The MPC105 also implements a speculative read feature that, if enabled, will snoop the next sequential cache line address when the current PCI read accesses the third doubleword of the cache line. Once the snoop response is known and the read has finished, the device will fetch the data at the speculative address and load it into the buffer in anticipation of the same PCI master requesting it. In a typical system, the speculative feature will allow streaming of large amounts of data with very minimal delay on the PCI bus, enabling the system to use the full bandwidth of the PCI bus.
Processor-to-PCI buffers.
The MPC105 has three processor-to-PCI-transaction buffers, two for processor-to-PCI writes and one for reads from PCI. The two processor-to-PCI-write buffers are each 16 bytes, or one cache line total.
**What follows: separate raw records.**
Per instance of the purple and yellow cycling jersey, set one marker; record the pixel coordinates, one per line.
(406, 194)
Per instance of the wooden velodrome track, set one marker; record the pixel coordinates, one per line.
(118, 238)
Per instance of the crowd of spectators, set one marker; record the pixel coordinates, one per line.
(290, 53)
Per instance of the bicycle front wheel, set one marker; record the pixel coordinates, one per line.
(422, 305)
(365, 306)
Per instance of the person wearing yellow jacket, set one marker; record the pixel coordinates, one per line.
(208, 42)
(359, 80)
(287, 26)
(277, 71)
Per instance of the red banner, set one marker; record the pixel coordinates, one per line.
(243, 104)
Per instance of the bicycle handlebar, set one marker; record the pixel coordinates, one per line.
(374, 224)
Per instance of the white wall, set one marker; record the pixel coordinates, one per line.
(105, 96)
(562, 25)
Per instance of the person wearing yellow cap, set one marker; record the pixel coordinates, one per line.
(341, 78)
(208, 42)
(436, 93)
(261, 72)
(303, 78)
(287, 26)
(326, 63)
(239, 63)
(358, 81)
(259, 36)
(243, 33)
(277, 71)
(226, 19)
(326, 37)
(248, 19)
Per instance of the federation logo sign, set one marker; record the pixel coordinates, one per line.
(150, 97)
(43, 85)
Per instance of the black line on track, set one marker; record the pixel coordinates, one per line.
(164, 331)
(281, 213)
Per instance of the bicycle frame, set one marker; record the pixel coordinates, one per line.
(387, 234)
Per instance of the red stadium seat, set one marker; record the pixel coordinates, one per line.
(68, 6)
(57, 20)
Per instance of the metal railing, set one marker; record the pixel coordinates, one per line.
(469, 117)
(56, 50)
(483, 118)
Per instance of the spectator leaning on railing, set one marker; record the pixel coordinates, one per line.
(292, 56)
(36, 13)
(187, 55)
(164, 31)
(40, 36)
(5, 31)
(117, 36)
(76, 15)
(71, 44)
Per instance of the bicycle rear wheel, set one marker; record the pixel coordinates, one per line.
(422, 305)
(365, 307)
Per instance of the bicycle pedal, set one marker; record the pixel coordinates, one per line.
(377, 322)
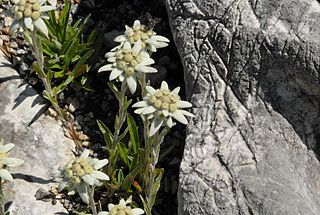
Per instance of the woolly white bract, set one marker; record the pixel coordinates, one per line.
(81, 172)
(161, 106)
(6, 161)
(140, 33)
(127, 63)
(122, 209)
(29, 14)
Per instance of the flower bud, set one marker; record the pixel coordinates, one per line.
(35, 15)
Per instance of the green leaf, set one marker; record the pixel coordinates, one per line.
(36, 67)
(146, 207)
(114, 90)
(134, 134)
(120, 176)
(155, 186)
(108, 137)
(123, 153)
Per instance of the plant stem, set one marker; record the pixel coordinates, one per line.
(91, 200)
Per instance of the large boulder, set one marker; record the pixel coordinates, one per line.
(41, 145)
(252, 73)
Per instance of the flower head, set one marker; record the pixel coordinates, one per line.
(81, 172)
(127, 63)
(162, 105)
(6, 161)
(140, 33)
(122, 209)
(30, 13)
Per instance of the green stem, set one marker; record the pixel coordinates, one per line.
(92, 204)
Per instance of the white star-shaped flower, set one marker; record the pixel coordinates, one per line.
(122, 209)
(6, 161)
(127, 63)
(29, 14)
(140, 33)
(162, 105)
(81, 172)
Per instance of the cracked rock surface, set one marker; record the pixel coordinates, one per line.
(252, 73)
(41, 145)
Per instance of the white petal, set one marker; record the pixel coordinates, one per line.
(151, 90)
(164, 85)
(179, 117)
(110, 54)
(28, 23)
(136, 24)
(183, 104)
(112, 59)
(101, 163)
(132, 84)
(85, 153)
(88, 179)
(137, 211)
(149, 110)
(62, 185)
(83, 193)
(120, 38)
(6, 147)
(107, 67)
(169, 122)
(176, 91)
(186, 113)
(13, 162)
(126, 45)
(160, 38)
(100, 175)
(140, 104)
(155, 125)
(39, 23)
(115, 73)
(136, 48)
(110, 206)
(5, 174)
(165, 113)
(145, 69)
(139, 111)
(47, 8)
(146, 61)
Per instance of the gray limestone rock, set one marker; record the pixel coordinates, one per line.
(252, 73)
(41, 145)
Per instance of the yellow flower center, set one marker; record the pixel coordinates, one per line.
(163, 100)
(27, 8)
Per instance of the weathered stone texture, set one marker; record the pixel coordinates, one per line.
(41, 145)
(252, 73)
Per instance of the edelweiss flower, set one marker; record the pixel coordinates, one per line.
(122, 209)
(127, 63)
(162, 105)
(149, 39)
(29, 13)
(6, 161)
(81, 172)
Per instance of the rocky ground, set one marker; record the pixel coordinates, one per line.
(108, 18)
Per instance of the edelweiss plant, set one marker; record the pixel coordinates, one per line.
(127, 64)
(161, 106)
(141, 33)
(122, 209)
(30, 13)
(82, 174)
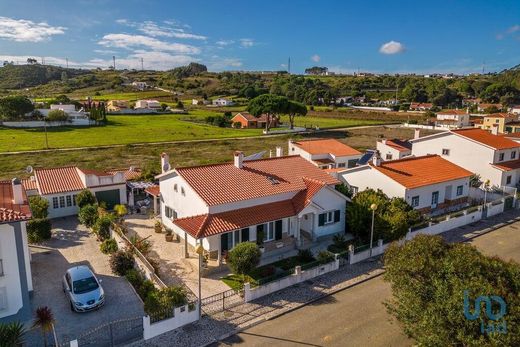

Each posted write buffer can data-gather single-beat writes to PCI within the 16 bytes of the upper or lower half of the cache line. Data gathering is only possible for writes to PCI memory address space, not PCI I/O space, and will continue until the buffer is scheduled to flush or the processor issues a synchronization transaction. This data-gathering feature of the posted write buffers benefits high-performance graphic frame buffer operations in which software generates a whole sequence of consecutive single-beat writes. To improve performance, the two posted write buffers isolate the processor/memory bus from the slower PCI bus on processor-to-PCI writes.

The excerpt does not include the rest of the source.